Le donne e le famiglie degli esuli umbri transitarono invece da Magione e quindi sul lago, attraverso il ben consolidato canale dei contrabbandieri, da Monte del Lago a Borghetto di Tuoro, superando di fatto in barca la dogana di Montegualandro e, accolte e ristorate dai contadini, si diressero a Cortona come ci ha raccontato la baronessa Vittoria Danzetta. Passarono da Ossaia dove il comune toscano aveva previsto un punto di registrazione dei fuorusciti perugini.

In effetti però tutti i cospiratori più compromessi giunsero in Toscana di soppiatto attraverso la prima via, quella delle montagne. La sera del 20 giugno le strade di Mercatale di Cortona brulicavano di perugini, stando a quanto riportò il parroco nel suo diario.

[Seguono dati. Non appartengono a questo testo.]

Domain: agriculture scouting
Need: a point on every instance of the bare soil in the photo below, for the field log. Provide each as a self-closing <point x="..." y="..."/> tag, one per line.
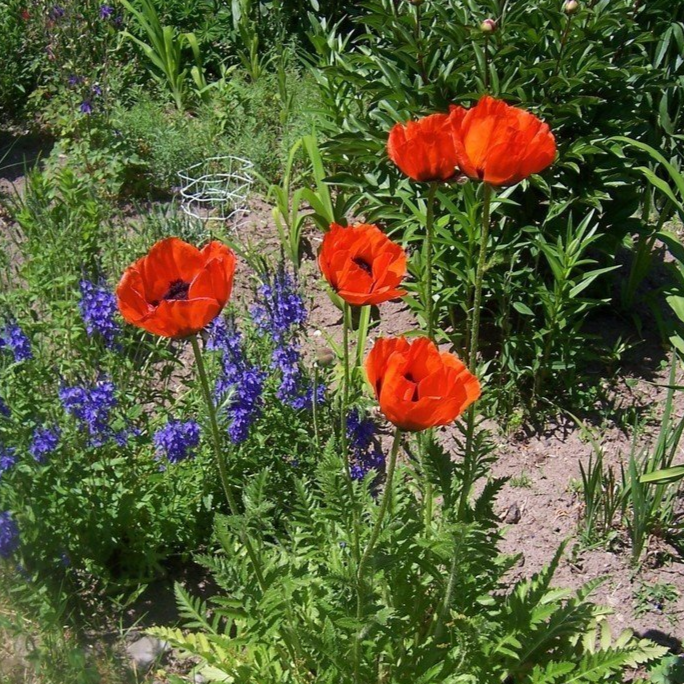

Anche il barone Giuseppe Danzetta, ferito dai papalini alla testa nella difesa di porta San Pietro e ricoverato dai frati nell’abbazia, nei giorni successivi percorse quella strada. Si fermò a Cortona senza seguire il fratello e gli altri patrioti, ospite del marchese di Orvieto Filippo Antonio Gualterio (già riferimento e tramite del governo piemontese con il governo provvisorio) presso l’abitazione in Cortona e l’eremo di sant’Egidio di sua proprietà, dapprima vendita carbonara poi vera scuola di formazione e iniziazione massonica, sito sul monte che segna il confine fra i comuni di Cortona, Castiglion Fiorentino, Città di Castello e Umbertide.

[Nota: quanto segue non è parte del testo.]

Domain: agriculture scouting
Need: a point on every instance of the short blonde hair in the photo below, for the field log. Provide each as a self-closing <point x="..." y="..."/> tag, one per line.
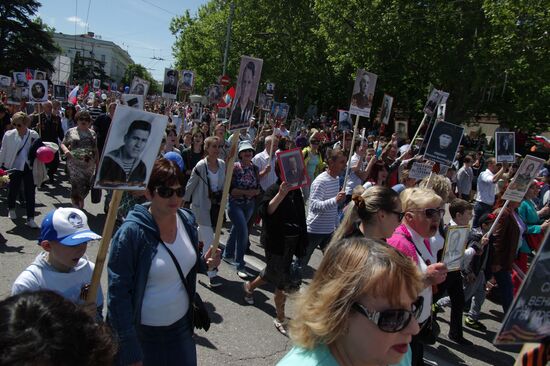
<point x="412" y="198"/>
<point x="350" y="269"/>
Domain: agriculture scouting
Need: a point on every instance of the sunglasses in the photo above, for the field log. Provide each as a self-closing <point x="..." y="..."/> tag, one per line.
<point x="431" y="213"/>
<point x="393" y="320"/>
<point x="167" y="192"/>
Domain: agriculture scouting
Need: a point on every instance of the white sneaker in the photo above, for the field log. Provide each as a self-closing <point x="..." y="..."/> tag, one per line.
<point x="32" y="224"/>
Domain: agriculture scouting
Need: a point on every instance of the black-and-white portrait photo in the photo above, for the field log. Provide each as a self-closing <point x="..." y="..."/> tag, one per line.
<point x="170" y="84"/>
<point x="455" y="244"/>
<point x="133" y="100"/>
<point x="131" y="148"/>
<point x="363" y="92"/>
<point x="187" y="80"/>
<point x="20" y="79"/>
<point x="385" y="112"/>
<point x="5" y="81"/>
<point x="292" y="167"/>
<point x="38" y="90"/>
<point x="444" y="142"/>
<point x="139" y="86"/>
<point x="344" y="120"/>
<point x="250" y="71"/>
<point x="527" y="171"/>
<point x="39" y="75"/>
<point x="505" y="147"/>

Nel 1884 il barone perugino pubblicò un memoriale sull’Unione Liberale col quale descrisse l’opera sua e del marchese orvietano per la riconquista dell’Umbria. Il Gualterio, intimo a Torino del sovrano e del Cavour (non ufficialmente affiliato alla massoneria, ma che vide di buon occhio la nascita della Loggia Ausonia e del G.O.I., di cui il suo braccio destro Costantino Nigra fu il primo Gran Maestro), di Bettino Ricasoli a Firenze (anch’egli massone), rientrò a Cortona con l’investitura di costoro per la sollevazione della provincia dell’Umbria.

Dal luglio ‘59 Giuseppe Danzetta cominciò a tessere un’ampia rete, inviando dispacci anche cifrati ai suoi amici di Perugia con lo pseudonimo di dottor Mariano Bichi. Ebbe come interlocutore Filadelfo Santarelli, che costituì un comitato a Perugia, e grazie a questo sorse una trafila per Foligno, Spoleto, Terni e Rieti. Il dottor Borghini coordinava da Città della Pieve la trafila per Orvieto, Viterbo e Roma.

Attraverso il dottor Utili di Umbertide il Danzetta controllava poi la trafila per Gubbio, le Marche e gli Abruzzi. Col mezzo dei contrabbandieri poteva ricevere notizie quotidiane e sicure, e mandare ordini, scritti e stampati che gli pervenivano dal marchese Gualterio, che a sua volta corrispondeva col barone Ricasoli in Firenze e col Cavour a Torino.

Le trafile funzionarono per ben quindici mesi senza problemi, e consentirono l’acquisizione di notizie utili per studiare le forze a disposizione degli svizzeri, la diffusione nel territorio ancora assoggettato al pontefice di manifestini stampati per il plebiscito toscano e romagnolo, del manifesto della partenza
di Garibaldi per la Sicilia, furono utili a far transitare infiltrati, e soprattutto per mezzo di questo canale si avvisarono tutti i patrioti al momento dell’insurrezione nella bassa Umbria.

Il Danzetta si recò col Gualterio a Torino per ricevere ordini da Cavour e dal ministro Farini avendo rassicurazioni che nel momento stabilito avrebbe ricevuto dal governo armi, munizioni e denari, cosa poi mantenuta. Fu convocato dal Ricasoli a Firenze per gli intendimenti del caso. Fu spesso a Livorno per affari in quello che era un o dei porti più attivi al tempo nella penisola.

Di lì seppe di un corpo di spedizione pronto per la liberazione dell’Umbria agli ordini del repubblicano Agostino Bertani a insaputa della rete ufficiale e quindi con Carlo Bruschi giunto da Genova e d’accordo col comitato di Firenze ne informarono il Ricasoli, che provvide a far sorvegliare questi volontari e ad arginare il moto autonomo di chiara impostazione mazziniana, episodico come i precedenti e come tale destinato al fallimento. Intervenne addirittura Cavour inviando il ministro Farini a bloccare il Bertani.